Another major change occurred around 2006, when it was brought to the attention of trial developers that the HAM-D was incongruent with the definitions of Major Depression put forth by the American Psychiatric Association. An alternative scale called the Montgomery-Asberg Depression Rating Scale (MADRS) had been developed based on population surveys and focused on the psychological attributes of MDD, which more closely matched the APA’s description of the condition.21 The HAM-D was thought to be too heavily weighted for physical symptoms that did not match the modern depressed population for which modern antidepressants were being developed. The US FDA regulatory agency accepted the MADRS as a standard endpoint for antidepressant trials and it has been used for the past decade and a half.

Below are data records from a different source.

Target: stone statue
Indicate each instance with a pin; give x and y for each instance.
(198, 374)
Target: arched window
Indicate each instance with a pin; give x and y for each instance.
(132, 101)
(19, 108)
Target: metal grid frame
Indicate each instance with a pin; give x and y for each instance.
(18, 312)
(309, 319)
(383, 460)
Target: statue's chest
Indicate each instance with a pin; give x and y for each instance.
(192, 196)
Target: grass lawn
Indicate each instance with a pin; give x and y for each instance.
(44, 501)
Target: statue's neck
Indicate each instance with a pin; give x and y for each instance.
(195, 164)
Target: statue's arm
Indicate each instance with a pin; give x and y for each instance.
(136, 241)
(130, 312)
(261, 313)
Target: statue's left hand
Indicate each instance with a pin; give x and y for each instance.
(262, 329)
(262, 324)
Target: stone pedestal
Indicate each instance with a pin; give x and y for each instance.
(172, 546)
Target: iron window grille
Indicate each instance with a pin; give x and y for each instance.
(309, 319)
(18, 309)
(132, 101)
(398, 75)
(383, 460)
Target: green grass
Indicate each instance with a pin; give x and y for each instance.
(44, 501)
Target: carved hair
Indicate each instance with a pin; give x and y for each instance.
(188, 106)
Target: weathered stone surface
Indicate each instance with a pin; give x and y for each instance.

Additionally, the FDA statisticians took almost a decade to decide on the statistical models to be used and so in total it took over 15 years from the passing of legislation to designing and instituting the double-blind placebo-controlled randomized clinical trial for the approval of any newer antidepressants. Thus, the first of the antidepressants to be approved under these new set of rules were zimelidine and nomifensine, neither of which continued to be used because of severe toxicity and the results of these first regulatory clinical trials have been lost in antiquity. However, another half a dozen antidepressants were approved using this regulatory clinical trial model over the next decade. It is with these first modern antidepressants that the impact of regulatory trial design becomes evident.

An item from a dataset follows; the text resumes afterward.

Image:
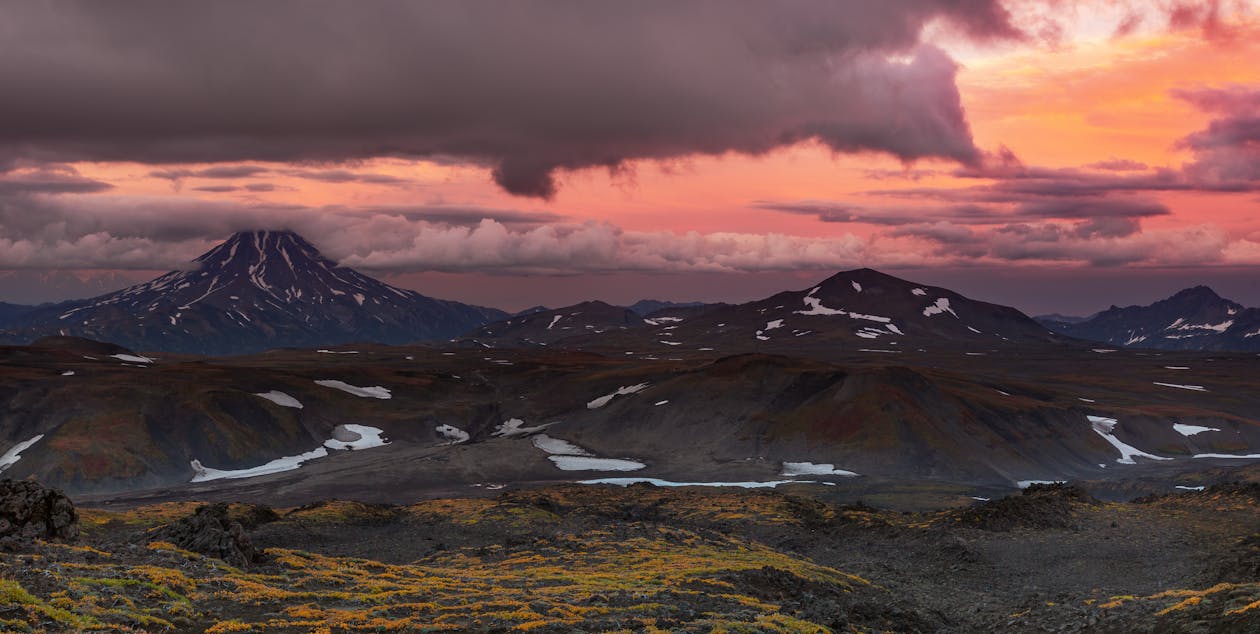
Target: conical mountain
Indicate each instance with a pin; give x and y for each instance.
(255, 291)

Earlier Analysis; a First Investigation of the Effects of Regulatory Trials
In the early 2000s, concern in the field over investigator bias and the safety of placebo use in depression studies with suicidal patients prompted our earlier investigation of data exclusively sourced from FDA regulatory trials. Once we obtained and published the data from the US FDA via the Freedom of Information Act, it became obvious that antidepressant effects fell drastically short of what was expected based on historical trials. The difference of two-thirds of depressed patients responding to antidepressants compared to one-third responding to placebo seen in earlier reports were supplanted with modest antidepressant-placebo differences of about 10% (40% of symptoms reduced with antidepressants and 30% with placebo).22 An entire cottage industry erupted out of this revelation, with the singular intent to reduce and control the increasing placebo response.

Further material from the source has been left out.